Market reaction to this meeting may hinge on just a few crucial words because the bank is not expected to make any changes to its record low interest rates or mass-stimulus program.
"It is possible that the ECB will remove the language stating that the risks (to the economy) "remain tilted to the downside," said Mike Bell, Global Market Strategist, JPMorgan Asset Management.
After U.S. President Donald Trump's plans offered no details on how they would be paid for despite announcement of plans to slash company tax rates to 15 percent from the current 35 percent and 39.6 percent for small firms.
Trump’s tax plan fueled the suspicion that it could run into opposition from U.S. lawmakers worried about increasing the country's debt levels and amounted to little more than a one-page plan even though it was billed beforehand as the biggest tax cut in history.
"There was virtually no new information, just as expected. He was essentially repeating his campaign promises," said Tomoaki Shishido, senior fixed income strategist at Nomura Securities.
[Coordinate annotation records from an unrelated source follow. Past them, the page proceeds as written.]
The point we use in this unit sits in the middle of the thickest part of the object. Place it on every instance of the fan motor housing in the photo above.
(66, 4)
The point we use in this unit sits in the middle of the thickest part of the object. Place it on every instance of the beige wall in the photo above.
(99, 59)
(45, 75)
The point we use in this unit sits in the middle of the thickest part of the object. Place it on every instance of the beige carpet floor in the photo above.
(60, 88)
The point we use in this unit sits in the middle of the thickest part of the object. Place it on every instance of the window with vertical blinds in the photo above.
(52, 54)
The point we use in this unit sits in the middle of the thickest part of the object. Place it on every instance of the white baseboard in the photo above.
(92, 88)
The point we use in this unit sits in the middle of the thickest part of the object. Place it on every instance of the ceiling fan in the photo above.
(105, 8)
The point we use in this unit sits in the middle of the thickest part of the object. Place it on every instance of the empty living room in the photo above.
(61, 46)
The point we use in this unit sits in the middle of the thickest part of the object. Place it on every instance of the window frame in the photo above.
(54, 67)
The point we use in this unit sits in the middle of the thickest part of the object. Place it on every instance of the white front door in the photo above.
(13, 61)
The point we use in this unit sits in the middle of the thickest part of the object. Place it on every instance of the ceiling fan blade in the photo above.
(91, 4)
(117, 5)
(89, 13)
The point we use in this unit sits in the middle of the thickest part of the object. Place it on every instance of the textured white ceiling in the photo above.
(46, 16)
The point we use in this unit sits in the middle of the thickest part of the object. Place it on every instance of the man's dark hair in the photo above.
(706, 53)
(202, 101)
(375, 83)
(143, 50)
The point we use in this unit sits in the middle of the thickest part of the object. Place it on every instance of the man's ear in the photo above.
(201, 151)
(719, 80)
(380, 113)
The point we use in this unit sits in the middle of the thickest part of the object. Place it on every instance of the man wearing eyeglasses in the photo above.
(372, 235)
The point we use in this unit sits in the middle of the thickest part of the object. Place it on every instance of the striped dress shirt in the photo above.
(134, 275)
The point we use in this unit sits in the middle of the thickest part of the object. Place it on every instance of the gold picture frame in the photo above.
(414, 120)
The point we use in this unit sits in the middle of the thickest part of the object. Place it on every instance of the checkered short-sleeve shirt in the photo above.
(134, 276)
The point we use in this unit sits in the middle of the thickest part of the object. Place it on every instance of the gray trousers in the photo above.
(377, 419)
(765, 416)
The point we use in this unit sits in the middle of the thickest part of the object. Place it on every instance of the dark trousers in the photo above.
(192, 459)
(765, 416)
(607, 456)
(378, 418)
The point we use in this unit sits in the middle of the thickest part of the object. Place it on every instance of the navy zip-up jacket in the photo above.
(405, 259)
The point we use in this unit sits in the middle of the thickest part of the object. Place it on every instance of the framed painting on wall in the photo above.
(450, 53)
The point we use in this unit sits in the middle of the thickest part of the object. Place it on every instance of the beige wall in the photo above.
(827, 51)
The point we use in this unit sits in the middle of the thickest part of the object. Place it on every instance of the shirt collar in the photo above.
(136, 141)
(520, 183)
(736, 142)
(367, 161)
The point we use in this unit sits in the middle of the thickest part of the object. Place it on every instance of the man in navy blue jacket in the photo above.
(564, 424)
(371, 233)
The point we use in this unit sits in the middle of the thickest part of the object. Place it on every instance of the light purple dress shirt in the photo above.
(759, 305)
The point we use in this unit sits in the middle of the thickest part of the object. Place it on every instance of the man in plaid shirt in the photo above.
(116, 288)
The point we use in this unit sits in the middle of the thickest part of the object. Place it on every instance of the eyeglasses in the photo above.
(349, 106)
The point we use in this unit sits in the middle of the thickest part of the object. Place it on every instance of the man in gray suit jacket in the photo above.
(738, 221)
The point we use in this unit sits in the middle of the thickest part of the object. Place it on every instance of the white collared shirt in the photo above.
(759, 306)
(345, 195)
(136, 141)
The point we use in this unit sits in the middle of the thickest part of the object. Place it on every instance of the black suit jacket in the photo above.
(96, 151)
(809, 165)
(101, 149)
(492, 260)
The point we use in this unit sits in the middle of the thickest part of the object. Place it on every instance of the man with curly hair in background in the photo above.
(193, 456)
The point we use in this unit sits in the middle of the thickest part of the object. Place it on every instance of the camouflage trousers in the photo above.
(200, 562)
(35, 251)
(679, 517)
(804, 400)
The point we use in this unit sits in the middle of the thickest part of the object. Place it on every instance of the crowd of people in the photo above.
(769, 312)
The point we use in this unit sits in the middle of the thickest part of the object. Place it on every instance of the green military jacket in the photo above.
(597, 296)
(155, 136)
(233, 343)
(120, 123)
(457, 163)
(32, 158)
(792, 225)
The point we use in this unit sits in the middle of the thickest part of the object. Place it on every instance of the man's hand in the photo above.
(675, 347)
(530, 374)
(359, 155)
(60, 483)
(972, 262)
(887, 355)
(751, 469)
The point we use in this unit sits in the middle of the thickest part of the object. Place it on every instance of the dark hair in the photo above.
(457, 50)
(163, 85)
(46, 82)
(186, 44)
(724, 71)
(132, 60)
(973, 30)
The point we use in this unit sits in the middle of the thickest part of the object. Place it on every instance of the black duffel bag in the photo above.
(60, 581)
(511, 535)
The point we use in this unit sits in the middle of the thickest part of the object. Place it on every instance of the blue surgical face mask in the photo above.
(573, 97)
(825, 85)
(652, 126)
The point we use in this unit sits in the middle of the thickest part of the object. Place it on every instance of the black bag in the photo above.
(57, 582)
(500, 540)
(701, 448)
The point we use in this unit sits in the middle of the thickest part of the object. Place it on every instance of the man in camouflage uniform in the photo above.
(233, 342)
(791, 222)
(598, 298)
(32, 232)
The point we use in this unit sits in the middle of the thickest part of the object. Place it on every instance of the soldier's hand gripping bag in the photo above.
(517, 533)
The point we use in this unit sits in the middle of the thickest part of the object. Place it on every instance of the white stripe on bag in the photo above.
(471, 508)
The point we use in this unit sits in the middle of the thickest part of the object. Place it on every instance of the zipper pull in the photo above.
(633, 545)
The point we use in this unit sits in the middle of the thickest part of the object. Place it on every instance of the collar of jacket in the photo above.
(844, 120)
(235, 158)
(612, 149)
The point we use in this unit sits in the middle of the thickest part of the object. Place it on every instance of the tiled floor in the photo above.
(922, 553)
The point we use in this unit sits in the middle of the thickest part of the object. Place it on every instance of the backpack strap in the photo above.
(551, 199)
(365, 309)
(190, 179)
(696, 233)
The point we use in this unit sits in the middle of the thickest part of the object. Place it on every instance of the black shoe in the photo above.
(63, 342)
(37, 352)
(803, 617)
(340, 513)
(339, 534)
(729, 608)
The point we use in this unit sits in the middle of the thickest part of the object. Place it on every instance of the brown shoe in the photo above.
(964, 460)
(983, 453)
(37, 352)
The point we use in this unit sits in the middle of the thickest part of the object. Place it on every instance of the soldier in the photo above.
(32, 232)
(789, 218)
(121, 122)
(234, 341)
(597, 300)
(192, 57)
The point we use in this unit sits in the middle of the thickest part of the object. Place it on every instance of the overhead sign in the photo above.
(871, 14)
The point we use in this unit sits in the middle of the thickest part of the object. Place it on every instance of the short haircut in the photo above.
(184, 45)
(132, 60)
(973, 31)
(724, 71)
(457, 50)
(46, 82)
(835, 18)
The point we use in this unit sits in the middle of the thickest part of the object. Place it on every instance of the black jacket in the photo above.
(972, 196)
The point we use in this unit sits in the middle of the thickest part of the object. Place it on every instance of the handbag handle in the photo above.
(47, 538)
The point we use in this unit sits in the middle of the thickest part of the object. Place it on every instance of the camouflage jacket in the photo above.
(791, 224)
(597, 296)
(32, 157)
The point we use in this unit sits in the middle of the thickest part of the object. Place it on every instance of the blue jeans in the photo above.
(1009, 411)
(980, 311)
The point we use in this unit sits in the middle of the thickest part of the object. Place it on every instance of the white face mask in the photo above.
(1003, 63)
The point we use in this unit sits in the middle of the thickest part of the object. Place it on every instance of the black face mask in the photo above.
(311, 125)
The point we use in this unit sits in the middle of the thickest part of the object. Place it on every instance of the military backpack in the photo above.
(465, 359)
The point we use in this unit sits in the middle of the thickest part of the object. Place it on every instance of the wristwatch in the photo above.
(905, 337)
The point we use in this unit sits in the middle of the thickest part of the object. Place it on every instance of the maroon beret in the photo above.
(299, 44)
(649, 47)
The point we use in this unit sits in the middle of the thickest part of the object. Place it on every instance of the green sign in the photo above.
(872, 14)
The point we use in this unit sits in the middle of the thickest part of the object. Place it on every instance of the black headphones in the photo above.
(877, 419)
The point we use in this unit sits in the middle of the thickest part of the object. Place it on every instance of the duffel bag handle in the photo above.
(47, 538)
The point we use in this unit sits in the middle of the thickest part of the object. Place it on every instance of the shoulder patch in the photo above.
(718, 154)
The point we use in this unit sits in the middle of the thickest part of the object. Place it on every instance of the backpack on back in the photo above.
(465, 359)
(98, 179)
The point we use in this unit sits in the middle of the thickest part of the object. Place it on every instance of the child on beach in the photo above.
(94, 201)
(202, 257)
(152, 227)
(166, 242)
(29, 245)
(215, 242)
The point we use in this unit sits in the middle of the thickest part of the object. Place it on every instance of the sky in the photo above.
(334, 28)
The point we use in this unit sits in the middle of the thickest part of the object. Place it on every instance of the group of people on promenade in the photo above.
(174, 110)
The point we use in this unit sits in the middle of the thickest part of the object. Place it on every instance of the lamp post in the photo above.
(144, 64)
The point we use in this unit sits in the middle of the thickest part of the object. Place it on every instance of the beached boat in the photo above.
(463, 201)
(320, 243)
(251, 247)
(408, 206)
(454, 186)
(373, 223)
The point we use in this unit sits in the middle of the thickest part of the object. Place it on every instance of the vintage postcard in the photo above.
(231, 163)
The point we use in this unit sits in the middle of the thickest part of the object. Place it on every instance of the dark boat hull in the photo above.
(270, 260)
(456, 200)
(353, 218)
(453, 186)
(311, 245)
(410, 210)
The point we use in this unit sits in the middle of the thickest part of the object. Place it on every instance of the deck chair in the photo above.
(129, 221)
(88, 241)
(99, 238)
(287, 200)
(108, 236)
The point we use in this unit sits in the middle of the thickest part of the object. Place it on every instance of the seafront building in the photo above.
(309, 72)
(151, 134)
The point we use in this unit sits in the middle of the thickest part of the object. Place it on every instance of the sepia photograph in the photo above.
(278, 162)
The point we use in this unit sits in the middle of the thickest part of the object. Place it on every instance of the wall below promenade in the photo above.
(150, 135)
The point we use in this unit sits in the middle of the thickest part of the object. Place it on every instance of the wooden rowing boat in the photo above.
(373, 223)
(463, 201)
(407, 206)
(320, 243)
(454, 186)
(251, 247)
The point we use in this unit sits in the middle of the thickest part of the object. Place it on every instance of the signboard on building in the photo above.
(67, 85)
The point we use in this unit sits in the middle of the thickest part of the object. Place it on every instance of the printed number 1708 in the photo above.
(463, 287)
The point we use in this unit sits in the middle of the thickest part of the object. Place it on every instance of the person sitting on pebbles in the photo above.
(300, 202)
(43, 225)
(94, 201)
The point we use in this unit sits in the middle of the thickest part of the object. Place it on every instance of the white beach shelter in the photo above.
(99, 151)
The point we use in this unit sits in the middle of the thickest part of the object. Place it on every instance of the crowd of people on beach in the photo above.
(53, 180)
although gains in other cyclical industrials, on the back of strong earnings, kept losses down, the dip in European shares saw them retreat from 20-month highs, with financials and commodity-related stocks the main drag.
Even as its first-quarter net profit more than doubled following a rebound in bond trading, Deutsche Bank shares fell as much as 3.5 percent. However, since worries about its future late last year, its shares have nearly doubled though.
Elsewhere, as more investors piled into the European recovery story, upbeat results from the likes of SKF, Bayer and Subsea 7, companies closely geared to economic growth, were cheered.
As the questions left by Trump's tax plans overshadowed more upbeat earnings, Wall Street futures pointed to a flat start for New York. The S&P 500 ended down fractionally on Wednesday.
While South Korea on Thursday also reported stronger than expected first-quarter growth, fueled by improving global demand, China's growth accelerated at the fastest pace since mid-2015 in the January-March quarter.
Among commodities, though oil prices dipped again on concerns about globally bloated Markets, industrial metals steadied.